We made many friends while we were living in Ternopil, many of who were graduate students and teachers. They invited us to many events - birthday celebrations, Easter family gatherings, faculty meeting, and church services. Picnics like the one below were common.
Since 1991, Ukrainians have experienced a religious revival. On Sunday mornings, so many people attend the Orthodox cathedrals that loud speakers broadcast the liturgy into the square. The crowd below is typical, and the liturgies were beautifully sung by the people from memory.
L'viv is a city about 2 hours drive from Ternopil. The Pope visited L'viv in the summer of 2001. The cathedral below was being renovated in preparation for the Pope's visit.
There are many cathedrals in Kiev, and they have been beautifully restored.
Shevshenko is a Ukrainian hero, not only a world-class scholar but also one of the first to advocate for Ukrainian independence in the 19th century.

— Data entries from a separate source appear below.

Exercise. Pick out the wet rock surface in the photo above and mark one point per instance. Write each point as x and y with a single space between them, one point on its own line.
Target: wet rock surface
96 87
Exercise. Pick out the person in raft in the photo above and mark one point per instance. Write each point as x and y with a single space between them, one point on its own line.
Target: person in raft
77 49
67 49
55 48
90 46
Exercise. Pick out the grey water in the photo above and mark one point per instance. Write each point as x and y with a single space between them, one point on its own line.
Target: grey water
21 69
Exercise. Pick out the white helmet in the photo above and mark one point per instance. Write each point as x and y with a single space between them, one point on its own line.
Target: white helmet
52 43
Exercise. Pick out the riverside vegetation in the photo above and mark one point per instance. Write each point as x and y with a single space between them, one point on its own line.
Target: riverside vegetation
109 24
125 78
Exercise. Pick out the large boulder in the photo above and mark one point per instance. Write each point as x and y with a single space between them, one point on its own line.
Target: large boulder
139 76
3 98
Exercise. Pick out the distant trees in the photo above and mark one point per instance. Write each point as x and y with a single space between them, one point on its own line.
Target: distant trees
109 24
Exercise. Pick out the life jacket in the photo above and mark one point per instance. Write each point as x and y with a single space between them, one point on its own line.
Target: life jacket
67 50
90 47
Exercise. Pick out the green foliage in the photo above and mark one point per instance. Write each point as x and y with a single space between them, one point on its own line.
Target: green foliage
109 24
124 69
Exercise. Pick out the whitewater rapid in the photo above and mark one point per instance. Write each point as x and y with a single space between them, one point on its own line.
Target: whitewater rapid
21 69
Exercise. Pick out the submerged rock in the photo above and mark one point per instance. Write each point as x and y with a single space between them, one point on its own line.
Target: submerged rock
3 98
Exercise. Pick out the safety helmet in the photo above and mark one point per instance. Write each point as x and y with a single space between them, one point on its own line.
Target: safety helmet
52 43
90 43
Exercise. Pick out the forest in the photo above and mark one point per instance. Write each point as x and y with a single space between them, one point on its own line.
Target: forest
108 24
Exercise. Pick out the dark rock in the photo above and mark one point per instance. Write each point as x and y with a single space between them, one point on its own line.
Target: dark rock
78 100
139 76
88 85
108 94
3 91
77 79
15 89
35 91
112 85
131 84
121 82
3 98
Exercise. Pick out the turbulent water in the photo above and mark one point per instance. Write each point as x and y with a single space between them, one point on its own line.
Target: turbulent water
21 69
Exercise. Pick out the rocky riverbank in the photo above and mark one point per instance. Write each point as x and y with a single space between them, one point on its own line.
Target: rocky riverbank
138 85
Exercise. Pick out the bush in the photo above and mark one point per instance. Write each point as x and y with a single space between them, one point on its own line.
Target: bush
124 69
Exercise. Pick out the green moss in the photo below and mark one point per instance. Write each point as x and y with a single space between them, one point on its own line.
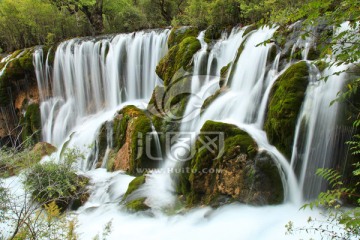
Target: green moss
31 124
17 69
272 54
249 29
321 65
270 175
179 56
240 172
285 101
224 73
135 184
133 121
26 60
110 165
213 33
177 35
139 157
102 142
137 205
238 54
211 99
313 54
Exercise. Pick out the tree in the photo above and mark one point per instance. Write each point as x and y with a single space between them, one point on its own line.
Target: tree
92 9
35 209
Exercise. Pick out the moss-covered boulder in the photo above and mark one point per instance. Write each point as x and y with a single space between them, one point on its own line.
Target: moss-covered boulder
18 67
31 124
135 184
42 149
224 73
179 57
132 203
212 98
130 146
284 104
237 171
178 34
168 104
213 32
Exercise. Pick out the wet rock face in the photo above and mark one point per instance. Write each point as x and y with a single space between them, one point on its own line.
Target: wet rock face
237 172
284 105
18 90
129 151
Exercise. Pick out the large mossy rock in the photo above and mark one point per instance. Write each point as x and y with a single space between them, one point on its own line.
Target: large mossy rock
179 57
135 204
31 124
236 172
284 105
42 149
178 34
18 73
130 128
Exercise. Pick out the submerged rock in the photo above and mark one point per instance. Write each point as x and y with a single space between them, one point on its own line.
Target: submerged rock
31 124
178 34
130 129
179 57
42 149
284 105
238 171
133 203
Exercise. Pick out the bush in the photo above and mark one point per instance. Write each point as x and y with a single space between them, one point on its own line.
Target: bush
56 182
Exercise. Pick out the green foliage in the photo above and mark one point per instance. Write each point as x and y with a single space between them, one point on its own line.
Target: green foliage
284 105
25 23
179 56
50 181
13 161
137 205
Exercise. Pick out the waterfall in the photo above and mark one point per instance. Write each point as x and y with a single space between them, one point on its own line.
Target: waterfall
93 78
314 144
93 75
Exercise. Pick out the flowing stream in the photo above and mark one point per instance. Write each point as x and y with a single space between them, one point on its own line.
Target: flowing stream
93 78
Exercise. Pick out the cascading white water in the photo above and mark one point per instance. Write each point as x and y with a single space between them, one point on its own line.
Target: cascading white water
105 73
95 75
314 143
245 104
204 82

At the end of our time in Ukraine, we participated in an international workshop at a beautiful resort on the tip of the Crimean Peninsula. The workshop was organized by my host, Anatoly Sachenko, and was attended by computer scientists from many nations - Russia, Greece, Spain, Italy, the UK, Poland, the US, and many others. This was a very special time - we were sad to leave Ukraine and the many friends we had made there.